Resist the Urge to Give Nesiritide

ACEP News
May 2011

Resist the Urge to Give Nesiritide 

As a shareholder of common stock in Johnson and Johnson (J&J), the parent company of Scios (the company that markets nesiritide), I guess I should have been happy to read the headline "Trial: Nesiritide Safe for Acute Heart Failure" in the January 2011 ACEP NEWS.

However, as a physician who wants to do what is best for his patients, I must cynically ask why the headline did not read "Nesiritide: It May Not Do Any Good, but At Least It Won't Kill the Patient or Their Kidneys."

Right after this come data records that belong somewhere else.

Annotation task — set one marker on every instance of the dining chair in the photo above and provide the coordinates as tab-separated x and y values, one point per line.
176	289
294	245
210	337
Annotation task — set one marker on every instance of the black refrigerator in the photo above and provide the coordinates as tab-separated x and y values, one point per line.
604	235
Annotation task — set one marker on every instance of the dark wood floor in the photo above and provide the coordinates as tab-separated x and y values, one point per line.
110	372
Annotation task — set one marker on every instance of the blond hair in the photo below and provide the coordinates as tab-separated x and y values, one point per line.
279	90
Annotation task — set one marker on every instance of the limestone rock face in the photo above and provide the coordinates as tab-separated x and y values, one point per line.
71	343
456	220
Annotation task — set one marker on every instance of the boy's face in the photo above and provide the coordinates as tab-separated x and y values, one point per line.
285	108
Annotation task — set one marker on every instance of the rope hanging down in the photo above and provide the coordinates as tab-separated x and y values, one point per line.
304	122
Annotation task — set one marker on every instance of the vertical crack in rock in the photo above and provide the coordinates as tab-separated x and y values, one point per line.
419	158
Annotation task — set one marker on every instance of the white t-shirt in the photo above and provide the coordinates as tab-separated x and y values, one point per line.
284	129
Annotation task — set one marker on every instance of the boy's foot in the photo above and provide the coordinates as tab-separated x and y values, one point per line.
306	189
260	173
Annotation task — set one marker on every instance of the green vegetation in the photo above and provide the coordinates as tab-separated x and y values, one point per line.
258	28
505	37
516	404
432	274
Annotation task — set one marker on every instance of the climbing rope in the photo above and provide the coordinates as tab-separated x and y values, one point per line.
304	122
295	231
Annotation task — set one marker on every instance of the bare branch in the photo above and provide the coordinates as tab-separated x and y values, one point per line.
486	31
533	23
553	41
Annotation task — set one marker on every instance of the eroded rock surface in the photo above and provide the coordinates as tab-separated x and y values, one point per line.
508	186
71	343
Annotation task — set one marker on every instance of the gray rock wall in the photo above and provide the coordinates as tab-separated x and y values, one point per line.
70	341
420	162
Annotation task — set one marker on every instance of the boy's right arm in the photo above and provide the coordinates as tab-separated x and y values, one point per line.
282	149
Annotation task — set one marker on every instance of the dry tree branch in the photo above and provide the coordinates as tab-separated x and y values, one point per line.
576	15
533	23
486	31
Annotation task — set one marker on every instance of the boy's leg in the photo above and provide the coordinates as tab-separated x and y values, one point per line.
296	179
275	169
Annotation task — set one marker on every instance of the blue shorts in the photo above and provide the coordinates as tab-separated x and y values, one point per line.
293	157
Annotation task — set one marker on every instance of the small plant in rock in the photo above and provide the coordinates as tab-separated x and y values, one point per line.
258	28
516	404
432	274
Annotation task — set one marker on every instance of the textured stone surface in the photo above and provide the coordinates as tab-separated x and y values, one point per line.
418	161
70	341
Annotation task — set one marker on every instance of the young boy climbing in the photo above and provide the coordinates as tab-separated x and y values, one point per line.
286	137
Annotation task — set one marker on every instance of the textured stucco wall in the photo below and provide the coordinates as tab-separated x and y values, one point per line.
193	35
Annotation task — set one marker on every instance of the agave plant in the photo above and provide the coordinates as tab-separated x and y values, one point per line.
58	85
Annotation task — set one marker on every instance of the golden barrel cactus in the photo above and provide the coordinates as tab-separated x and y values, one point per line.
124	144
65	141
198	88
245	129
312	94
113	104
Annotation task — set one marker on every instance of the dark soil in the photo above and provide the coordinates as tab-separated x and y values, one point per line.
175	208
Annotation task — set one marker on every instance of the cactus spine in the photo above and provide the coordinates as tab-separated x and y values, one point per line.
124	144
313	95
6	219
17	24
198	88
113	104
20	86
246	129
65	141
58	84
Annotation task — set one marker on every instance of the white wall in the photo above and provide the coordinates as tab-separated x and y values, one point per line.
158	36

The story indicated that when a patient has acute decompensated heart failure, after trying nitrates and/or nitroprusside as vasodilators, as well as loop diuretics, at least nesiritide appears to not increase mortality or harm renal function when it is given to patients who are not already hypotensive.

I am troubled that the story made no mention of the efficacy of positive airway pressure techniques, nor of the fact that positive pressure provided with endotracheal intubation, while not without risks, can improve oxygenation and ventilation of patients with acute decompensated heart failure.

I am also concerned that this story will be used by some, such as the three physicians quoted in the story (Dr. Hernandez, Dr. Califf, and Dr. Jessup, all of whom have received financial support from either J&J or Scios) to attempt to justify expensive, noneffective treatment for a fairly frequent emergency condition. (I commend ACEP NEWS for noting the fact that all three of these doctors had a potential conflict of interest as regards nesiritide.)

Sometimes the most difficult but most appropriate thing for a doctor to do is to resist the temptation to "just do something." Doctors like to be able to order a drug and monitor for hoped-for effects. Unfortunately, as regards nesiritide, the best thing for doctors to do is to resist the urge to give a nonefficacious drug and look to the assistance of their respiratory therapist rather than to an ineffective pharmaceutical.